Monsignor Vecchi è stato segretario del cardinal Lercaro, braccio destro di Biffi e Caffarra, canonico di San Petronio. È musicista, ciclista, ha organizzato il Congresso eucaristico con Papa Wojtyla e Bob Dylan, insegnato teologia. Ha celebrato il funerale di Lucio Dalla di domenica in San Petronio, fuori da ogni norma, accettando la dichiarazione d’amore di Marco Alemanno dall’altare. Se gli dici che è un prete progressista si infiamma. «Anche conservatore, povera la Chiesa che ha bisogno di aggettivi». È uno degli ultimi ad aver conosciuto a fondo padre Marella.
«Venne in bicicletta alla mia prima messa a San Matteo della Decima, nel 1963. Io ero figlio del sacrestano, lui aveva una comunità da quelle parti e ogni domenica mandava i suoi ragazzi in parrocchia e le famiglie li invitavano a pranzo».
Cerchiamo di parlare di padre Marella oggi. A 50 anni dalla sua morte, mentre attendiamo la beatificazione. Chi gli assomiglia di più è Roberto Morgantini delle Cucine Popolari, fatto commendatore da Mattarella, molto amato da Zuppi?
«Il suo e quello di Marella sono due servizi alla società completamente diversi. Uno in nome di Cristo. L’altro in nome proprio, anche nel bene. San Paolo insegnava: potrei dare via tutte le mie sostanze e non avere carità. Padre Marella aveva davvero rinunciato a ogni orgoglio personale, per quanto nobile fosse. Era un grande intellettuale, suo zio arcivescovo lo mandò a studiare a Roma. Lui a Palestrina dove era nato si ribellò alla Chiesa. Come Romolo Murri, Giulio Belvederi… Intuivano il futuro, era presto per dirlo. Beato modernismo. Fu sospeso e il cardinal Nasalli Rocca lo prese a Bologna. Lui andava a messa e stava in un angolino. Finché Nasalli Rocca non lo reinserì».
Un prete del dissenso ai tempi di Ernesto Bonaiuti, padre del modernismo?
«Proprio no.

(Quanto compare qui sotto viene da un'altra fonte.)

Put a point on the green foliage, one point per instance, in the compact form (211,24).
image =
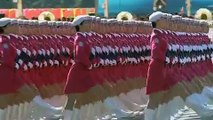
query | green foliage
(49,3)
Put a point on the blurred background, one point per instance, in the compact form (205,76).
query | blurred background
(120,9)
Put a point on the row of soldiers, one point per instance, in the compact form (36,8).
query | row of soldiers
(44,45)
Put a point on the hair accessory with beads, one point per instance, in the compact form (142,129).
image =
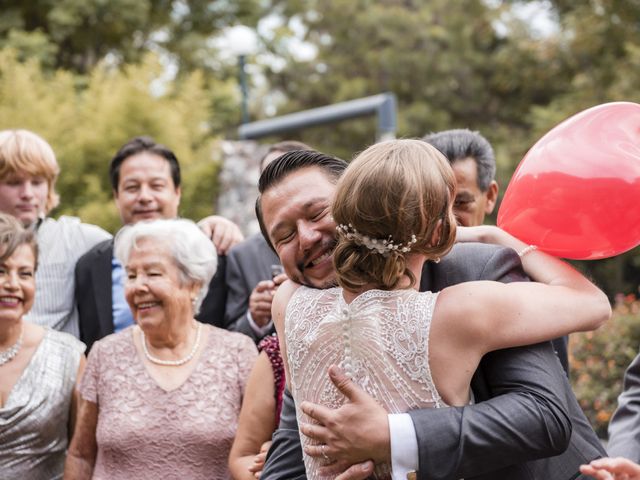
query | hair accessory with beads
(380,246)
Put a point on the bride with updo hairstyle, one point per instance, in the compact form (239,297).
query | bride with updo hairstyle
(383,197)
(409,349)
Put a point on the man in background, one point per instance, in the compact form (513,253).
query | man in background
(145,178)
(474,165)
(254,272)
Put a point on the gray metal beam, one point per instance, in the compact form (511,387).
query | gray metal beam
(382,105)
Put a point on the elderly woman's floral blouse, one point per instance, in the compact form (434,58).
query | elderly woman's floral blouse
(145,431)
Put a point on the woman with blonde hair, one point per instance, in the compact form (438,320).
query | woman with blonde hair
(38,369)
(410,350)
(28,173)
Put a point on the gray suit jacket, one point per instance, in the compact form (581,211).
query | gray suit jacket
(624,429)
(526,410)
(247,264)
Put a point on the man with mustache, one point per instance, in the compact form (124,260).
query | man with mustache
(525,414)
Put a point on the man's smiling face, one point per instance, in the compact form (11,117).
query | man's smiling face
(297,215)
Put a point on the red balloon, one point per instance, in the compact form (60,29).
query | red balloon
(576,193)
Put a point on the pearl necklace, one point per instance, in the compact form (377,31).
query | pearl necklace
(171,363)
(9,354)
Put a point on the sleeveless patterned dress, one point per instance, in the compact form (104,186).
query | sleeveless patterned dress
(380,339)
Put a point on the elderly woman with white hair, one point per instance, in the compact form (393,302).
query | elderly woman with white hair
(161,399)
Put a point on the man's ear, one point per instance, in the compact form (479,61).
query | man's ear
(492,197)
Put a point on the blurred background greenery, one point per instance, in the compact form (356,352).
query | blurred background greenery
(90,74)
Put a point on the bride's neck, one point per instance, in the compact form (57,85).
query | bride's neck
(414,265)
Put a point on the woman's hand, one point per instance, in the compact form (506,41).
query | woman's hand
(259,459)
(612,469)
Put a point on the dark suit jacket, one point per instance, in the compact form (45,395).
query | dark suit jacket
(93,294)
(526,410)
(247,264)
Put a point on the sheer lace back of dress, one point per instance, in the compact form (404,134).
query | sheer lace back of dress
(380,339)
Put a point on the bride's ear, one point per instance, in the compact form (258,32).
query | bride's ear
(437,234)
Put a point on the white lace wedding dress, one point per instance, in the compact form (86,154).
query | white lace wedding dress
(380,340)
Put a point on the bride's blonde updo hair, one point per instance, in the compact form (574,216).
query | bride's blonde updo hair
(399,191)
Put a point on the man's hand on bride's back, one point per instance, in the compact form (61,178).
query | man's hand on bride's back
(352,437)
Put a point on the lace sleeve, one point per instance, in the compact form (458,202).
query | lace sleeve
(89,383)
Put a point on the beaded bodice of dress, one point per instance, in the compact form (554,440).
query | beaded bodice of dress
(380,339)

Il cardinal Angelo Roncalli, suo amico da sempre, lo chiamò a Venezia per festeggiare i 50 anni di sacerdozio di tutti e due. ‘Olinto, ma perché quel che ti è successo?’. E lui. ‘L’orgoglio mi ha rovinato, la carità mi ha salvato’».
Ha sempre accettato le decisioni della Chiesa. Mai dissentito.

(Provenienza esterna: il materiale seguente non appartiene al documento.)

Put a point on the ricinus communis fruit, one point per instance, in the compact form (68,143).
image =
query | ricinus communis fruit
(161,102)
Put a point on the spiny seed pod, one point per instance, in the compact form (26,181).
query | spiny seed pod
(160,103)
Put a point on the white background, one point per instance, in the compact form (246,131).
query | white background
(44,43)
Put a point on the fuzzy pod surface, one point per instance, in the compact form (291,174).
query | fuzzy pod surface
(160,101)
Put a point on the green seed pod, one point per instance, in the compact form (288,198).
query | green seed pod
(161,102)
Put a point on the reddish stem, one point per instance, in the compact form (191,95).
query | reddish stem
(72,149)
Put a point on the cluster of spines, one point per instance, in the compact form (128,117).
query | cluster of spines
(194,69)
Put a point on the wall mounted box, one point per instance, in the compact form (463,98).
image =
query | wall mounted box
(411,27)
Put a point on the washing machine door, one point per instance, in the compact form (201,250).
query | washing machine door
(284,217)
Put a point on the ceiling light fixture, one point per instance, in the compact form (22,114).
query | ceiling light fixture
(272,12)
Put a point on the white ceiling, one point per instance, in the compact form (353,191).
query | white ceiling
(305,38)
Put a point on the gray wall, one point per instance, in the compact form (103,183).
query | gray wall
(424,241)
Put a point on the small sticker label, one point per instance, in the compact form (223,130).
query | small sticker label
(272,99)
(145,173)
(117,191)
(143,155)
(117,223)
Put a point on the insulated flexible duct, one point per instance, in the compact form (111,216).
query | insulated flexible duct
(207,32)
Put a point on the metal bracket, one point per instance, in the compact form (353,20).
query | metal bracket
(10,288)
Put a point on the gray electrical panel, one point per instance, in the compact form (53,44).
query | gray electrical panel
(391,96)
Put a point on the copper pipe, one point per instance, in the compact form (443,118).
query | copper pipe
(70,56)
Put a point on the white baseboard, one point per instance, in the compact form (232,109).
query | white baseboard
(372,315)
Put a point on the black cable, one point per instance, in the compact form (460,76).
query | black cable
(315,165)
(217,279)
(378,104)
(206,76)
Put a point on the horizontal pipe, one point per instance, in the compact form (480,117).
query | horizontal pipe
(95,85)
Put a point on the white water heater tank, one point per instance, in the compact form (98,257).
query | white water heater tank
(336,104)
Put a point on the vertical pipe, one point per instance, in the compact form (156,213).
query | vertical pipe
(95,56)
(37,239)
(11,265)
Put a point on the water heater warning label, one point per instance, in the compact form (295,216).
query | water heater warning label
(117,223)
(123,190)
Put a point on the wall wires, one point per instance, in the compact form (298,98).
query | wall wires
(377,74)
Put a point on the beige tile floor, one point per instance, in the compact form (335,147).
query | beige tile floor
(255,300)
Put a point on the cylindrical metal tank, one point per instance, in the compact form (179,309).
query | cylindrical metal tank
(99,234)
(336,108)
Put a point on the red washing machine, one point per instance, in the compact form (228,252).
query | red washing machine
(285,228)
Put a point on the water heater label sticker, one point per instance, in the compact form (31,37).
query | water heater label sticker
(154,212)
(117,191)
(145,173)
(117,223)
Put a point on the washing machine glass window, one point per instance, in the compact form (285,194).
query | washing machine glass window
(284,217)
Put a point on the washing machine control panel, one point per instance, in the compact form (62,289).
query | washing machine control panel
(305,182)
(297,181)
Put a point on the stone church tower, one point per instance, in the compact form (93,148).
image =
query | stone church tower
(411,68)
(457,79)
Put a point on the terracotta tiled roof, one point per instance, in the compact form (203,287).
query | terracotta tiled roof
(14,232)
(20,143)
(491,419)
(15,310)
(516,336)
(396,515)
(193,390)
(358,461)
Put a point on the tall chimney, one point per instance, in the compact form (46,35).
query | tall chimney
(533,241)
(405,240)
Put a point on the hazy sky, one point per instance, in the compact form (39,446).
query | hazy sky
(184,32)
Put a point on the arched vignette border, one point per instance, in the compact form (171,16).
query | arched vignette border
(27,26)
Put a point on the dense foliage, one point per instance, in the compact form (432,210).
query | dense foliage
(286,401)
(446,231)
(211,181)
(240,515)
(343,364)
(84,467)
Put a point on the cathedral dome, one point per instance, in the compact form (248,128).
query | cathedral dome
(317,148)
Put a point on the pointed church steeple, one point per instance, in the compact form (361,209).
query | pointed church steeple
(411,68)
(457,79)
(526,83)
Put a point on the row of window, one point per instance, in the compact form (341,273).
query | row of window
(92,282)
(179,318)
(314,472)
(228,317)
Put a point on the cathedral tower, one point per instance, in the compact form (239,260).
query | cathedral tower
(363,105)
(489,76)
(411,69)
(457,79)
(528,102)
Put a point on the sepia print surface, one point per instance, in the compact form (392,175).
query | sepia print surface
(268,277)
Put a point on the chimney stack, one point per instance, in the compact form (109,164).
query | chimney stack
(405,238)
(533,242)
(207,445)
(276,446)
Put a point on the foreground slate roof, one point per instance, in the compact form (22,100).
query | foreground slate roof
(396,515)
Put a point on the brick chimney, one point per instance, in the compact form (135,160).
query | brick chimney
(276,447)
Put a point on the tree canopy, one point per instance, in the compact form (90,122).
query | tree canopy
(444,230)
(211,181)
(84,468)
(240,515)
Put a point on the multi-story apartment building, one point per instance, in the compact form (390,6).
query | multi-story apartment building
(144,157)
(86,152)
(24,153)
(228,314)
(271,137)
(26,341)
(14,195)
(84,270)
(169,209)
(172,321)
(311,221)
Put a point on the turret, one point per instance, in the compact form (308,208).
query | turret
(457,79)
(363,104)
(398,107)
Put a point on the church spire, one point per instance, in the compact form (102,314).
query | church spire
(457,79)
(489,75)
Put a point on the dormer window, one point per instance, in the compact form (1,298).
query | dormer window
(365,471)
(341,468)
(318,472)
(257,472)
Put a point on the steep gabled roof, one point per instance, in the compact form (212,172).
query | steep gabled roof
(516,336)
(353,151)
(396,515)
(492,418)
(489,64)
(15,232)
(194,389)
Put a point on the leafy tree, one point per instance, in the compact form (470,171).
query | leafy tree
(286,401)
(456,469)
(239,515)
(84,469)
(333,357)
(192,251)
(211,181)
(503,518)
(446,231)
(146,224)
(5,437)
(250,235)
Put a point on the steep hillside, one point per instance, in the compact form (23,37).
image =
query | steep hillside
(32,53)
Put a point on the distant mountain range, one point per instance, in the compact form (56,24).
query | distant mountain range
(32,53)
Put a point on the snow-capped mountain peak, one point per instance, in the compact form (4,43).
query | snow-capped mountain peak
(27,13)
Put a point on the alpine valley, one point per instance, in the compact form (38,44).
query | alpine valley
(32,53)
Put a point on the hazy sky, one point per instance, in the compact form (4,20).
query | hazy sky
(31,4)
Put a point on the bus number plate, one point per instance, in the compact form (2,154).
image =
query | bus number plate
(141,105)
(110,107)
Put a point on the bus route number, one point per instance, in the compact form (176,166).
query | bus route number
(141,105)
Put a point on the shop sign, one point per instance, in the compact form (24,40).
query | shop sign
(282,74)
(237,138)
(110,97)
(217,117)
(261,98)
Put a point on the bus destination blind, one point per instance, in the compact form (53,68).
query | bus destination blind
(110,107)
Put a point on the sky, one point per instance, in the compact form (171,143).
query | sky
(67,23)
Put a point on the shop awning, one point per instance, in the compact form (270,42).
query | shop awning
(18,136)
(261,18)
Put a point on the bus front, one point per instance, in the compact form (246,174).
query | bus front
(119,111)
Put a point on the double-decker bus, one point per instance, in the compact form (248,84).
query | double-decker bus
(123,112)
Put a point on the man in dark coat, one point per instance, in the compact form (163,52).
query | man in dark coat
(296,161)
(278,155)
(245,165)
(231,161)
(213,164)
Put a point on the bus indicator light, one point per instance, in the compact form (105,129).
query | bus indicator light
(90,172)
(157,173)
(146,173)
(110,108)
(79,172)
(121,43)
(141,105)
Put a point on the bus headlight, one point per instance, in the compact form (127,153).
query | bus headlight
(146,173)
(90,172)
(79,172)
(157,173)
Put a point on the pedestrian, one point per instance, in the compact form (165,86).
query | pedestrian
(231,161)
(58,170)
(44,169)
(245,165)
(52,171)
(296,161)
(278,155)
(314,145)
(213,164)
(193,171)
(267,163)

«Quando cominciò con le opere di misericordia, il prefetto veniva da Lercaro con l’elenco delle cose che andavano oltre la legge. ‘Le lascio a lei, eminenza’ gli diceva. E Lercaro sospirava: ‘Spero di morire prima io di padre Marella’».
Credeva nell’Inferno?
«Certo. Cristo ha parlato chiaro. Nella fornace ardente dove sarà pianto e stridore di denti. Anche io ci credo. Questo non mette in discussione la misericordia di Dio fino al nostro ultimo respiro. Ma dopo non c’è nessuna porticina laterale per il Paradiso».
Quale rapporto aveva con i potenti di Bologna?
«Quello del suo cappello spianato di fronte a chi andava al Comunale e nei cinema del centro. Date».
Che insegnamento ha lasciato?
«Che quando l’uomo si chiude in se stesso pecca solo di presunzione. È gnosi senza carità, non fede proiettata verso gli altri».
Ci sono molte chiacchiere sui problemi amministrativo-economici della sua comunità. Che fa la Curia?
«La competenza non è della diocesi, ma dei francescani e di un cda. Non era facile con padre Marella, non lo è da quando non c’è più. Ma le scelte sono sempre state giuste».
Don Olinto Marella, «il padre dei poveri», è morto a 87 anni. Uomo di vasta cultura, laureato in teologia, filosofia e lettere, insegnò al Minghetti e al Galvani. Dopo una sospensione a divinis per modernismo, venne reintegrato e diventò animatore di gruppi di assistenza ai baraccati del quartiere Lame e agli agglomerati delle Popolarissime. Fondò le «Piccole operaie», che si occupavano di doposcuola e avviamento al lavoro. Durante la guerra raccolse bimbi orfani e diede rifugio ai perseguitati politici. Nel 1948 iniziò a San Lazzaro la costruzione della Città dei Ragazzi, poi diffusa in quindici case nella provincia. Per affrontare i problemi finanziari delle varie case prese a elemosinare col cappello in mano per le vie di Bologna. I bolognesi lo hanno sempre considerato un santo.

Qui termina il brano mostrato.